Hair Tissue Mineral Analysis
Hair Tissue Mineral Analysis (HTMA) is a safe, non-invasive test that measures the levels and comparative ratios of nutrients and toxic metals found in hair. Hair analysis can detect an excess or deficiency of vital nutrient minerals such as calcium, potassium, zinc and iron. It can also identify over-exposure to toxic metals such as aluminium, lead, arsenic and mercury.
This test provides a reading of the minerals deposited in hair over a 2-3 month period. It does not provide an assessment of the mineral content of other body tissues. However, the mineral content of hair may reflect the condition of other tissues. HTMA is an invaluable screening tool in both everyday and preventive healthcare.
How is HTMA conducted?
At a hair analysis lab, the patient's hair sample is prepared for testing. Acids are added to break the hair down, separating out the elements in the hair protein. The remaining mineral salts are then analysed and the results represented in graphs and explanations.
What are the benefits of HTMA?
It provides a wealth of information on how efficiently your body is working and its nutritional status, and can be more accurate than blood and urine tests. While a blood test gives information about your mineral levels only at the time the test is taken, hair analysis reflects your body's storage of minerals over a period of time, not what you ate that day, or even that week. Likewise, urine tests measure what is being passed out of your body, which is not necessarily what has been absorbed.

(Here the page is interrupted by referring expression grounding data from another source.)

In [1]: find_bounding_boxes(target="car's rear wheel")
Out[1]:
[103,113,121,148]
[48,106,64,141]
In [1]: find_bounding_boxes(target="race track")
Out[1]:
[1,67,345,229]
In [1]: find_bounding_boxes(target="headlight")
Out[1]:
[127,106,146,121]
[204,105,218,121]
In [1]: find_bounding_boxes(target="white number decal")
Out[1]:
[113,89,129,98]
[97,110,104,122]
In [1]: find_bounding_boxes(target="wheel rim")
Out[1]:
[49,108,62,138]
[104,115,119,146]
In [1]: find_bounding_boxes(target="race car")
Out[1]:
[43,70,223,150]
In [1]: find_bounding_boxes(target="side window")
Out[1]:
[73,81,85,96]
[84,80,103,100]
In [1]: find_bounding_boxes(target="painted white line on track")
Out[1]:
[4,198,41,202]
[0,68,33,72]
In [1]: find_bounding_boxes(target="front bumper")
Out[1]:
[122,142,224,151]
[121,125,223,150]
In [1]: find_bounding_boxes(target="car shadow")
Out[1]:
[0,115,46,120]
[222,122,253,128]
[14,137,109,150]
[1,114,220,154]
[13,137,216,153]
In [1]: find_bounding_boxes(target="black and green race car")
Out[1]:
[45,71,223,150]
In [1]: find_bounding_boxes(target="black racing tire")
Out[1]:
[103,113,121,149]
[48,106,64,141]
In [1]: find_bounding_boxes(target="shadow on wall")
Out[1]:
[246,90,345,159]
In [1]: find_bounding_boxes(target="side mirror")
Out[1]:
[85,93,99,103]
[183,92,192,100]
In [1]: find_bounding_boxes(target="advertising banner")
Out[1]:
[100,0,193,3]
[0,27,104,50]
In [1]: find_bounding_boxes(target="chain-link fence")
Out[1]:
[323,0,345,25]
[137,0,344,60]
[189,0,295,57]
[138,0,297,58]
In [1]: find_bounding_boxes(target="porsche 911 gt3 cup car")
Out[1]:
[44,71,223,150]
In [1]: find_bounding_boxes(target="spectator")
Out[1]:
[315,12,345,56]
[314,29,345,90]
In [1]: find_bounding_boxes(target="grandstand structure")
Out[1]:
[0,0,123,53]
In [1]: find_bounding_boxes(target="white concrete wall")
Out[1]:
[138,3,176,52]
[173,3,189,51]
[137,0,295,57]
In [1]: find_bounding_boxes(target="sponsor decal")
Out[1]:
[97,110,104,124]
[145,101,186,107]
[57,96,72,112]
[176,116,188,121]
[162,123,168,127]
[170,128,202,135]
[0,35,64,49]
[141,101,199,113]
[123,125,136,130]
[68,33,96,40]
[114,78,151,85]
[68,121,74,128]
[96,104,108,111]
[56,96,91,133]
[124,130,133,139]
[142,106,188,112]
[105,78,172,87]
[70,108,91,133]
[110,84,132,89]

Sample Test Results From Our Client
iAremyhair conducted our very own sample HTMA to learn exactly how it can help with hair loss analysis. We took hair samples from Jenny (not her real name), a 25-year-old female client.

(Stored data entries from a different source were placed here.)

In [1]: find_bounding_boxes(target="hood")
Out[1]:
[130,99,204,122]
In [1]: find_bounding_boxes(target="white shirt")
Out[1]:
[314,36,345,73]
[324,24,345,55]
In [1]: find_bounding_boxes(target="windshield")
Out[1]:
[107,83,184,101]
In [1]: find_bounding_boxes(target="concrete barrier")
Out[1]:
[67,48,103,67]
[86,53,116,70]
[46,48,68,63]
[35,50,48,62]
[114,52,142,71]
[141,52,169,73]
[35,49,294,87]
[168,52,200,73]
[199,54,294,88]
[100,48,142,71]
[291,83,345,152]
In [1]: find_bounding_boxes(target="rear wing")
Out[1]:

Jenny's HTMA results can be viewed by clicking on the following PDF files.
The results are shown in three main graphs: Nutritional Elements graph, Significant Ratios graph and Toxic Elements graph.
The Nutritional Elements graph shows the range of elements that play key roles in metabolic processes like muscular activity, endocrine function, reproduction, skeletal integrity and overall development. Jenny's tissue calcium level is higher than normal and may contribute to low energy levels, muscle cramps and insomnia. Her sodium level is below average, and this could lead to conditions like low adrenal cortical activity, low blood pressure and fatigue. The low sodium level may have come about from a slow metabolic rate or high calcium intake. In addition, Jenny has a high copper level leading to signs of zinc deficiency. The symptoms of this include hair loss, low thyroid activity and headaches.

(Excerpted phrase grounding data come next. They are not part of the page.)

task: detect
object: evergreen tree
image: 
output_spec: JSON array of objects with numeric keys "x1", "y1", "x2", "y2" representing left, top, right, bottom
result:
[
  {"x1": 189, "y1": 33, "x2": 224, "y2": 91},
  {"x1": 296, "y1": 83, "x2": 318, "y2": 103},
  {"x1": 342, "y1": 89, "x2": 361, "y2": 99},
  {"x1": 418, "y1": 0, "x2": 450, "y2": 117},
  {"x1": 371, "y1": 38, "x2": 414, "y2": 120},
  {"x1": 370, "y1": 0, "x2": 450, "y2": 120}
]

The Significant Ratios graph shows us the synergistic relationships (or ratios) between certain minerals. A disturbance in these ratios can indirectly affect metabolism. The graph indicates a low sodium-to-potassium ratio. Zinc deficiency may have contributed to poor potassium retention. It may lead to hair loss. There is also a high calcium-to-potassium ratio, suggesting reduced thyroid function. Symptoms include fatigue, overweight tendencies and sensitivity to cold. Lastly, there is a low sodium-to-magnesium ratio, indicative of reduced adrenal cortical function. The symptoms of this condition include fatigue, low blood pressure and allergies.
In the Toxic Elements graph, Jenny shows abnormally high levels of mercury. The toxic effects of mercury include hair loss, skin irritation and uncontrollable blushing.
Conclusion: Jenny's hair loss could be due to a nutritional imbalance-in particular the deficiency of certain minerals like zinc and potassium, and too-high levels of mercury.